Best Practices in Online PV Course Development, designed so participants can apply best practices to help students learn solar content, it also helps them teach solar content effectively in both online and traditional settings.
Photovoltaic Online Training Course for Code Officials. Updated in 2015, IREC’s updated and expanded Photovoltaic Online Training Course for Code officials has been amended for code compliance with the 2008, 2011 and 2014 versions of the National Electric Code (NEC). In addition, it includes a new lesson covering the 2012 International Fire, Building and Residential codes with improvements to the user experience.

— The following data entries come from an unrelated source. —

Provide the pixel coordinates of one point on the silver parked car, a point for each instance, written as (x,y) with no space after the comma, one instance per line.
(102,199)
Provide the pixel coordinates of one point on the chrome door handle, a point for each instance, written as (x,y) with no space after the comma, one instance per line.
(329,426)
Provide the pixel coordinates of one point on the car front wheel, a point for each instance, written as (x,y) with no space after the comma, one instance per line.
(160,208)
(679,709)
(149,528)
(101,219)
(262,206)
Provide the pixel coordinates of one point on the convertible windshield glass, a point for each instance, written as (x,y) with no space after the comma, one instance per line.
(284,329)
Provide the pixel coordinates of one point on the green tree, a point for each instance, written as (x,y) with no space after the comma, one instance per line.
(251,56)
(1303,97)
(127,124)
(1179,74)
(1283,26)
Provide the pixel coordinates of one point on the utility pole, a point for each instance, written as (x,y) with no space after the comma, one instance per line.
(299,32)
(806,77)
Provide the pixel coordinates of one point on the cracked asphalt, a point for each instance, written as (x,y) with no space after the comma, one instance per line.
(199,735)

SITN Seminar Series. Since 2011, the SITN Seminar Series has educated and informed the RTPs and others in the solar training community on timely and relevant topics in solar training.
Solar Career Map 3.0, explores the expanding universe of solar energy occupations, describing diverse jobs across the industry, charting possible progression between them and identifying the high-quality training necessary to do them well. Also includes videos with solar instructors and other solar professionals who describe jobs, skills, credentials and education across a variety of solar careers.
Solar Content Integration. A list of schools that have integrated solar into their curriculum. The programs address a broad spectrum of practitioner and professional needs, ranging from apprenticeship programs for the electrical construction trades, to technician programs at the community college level, to academic and professional degree programs at the baccalaureate and master degree levels.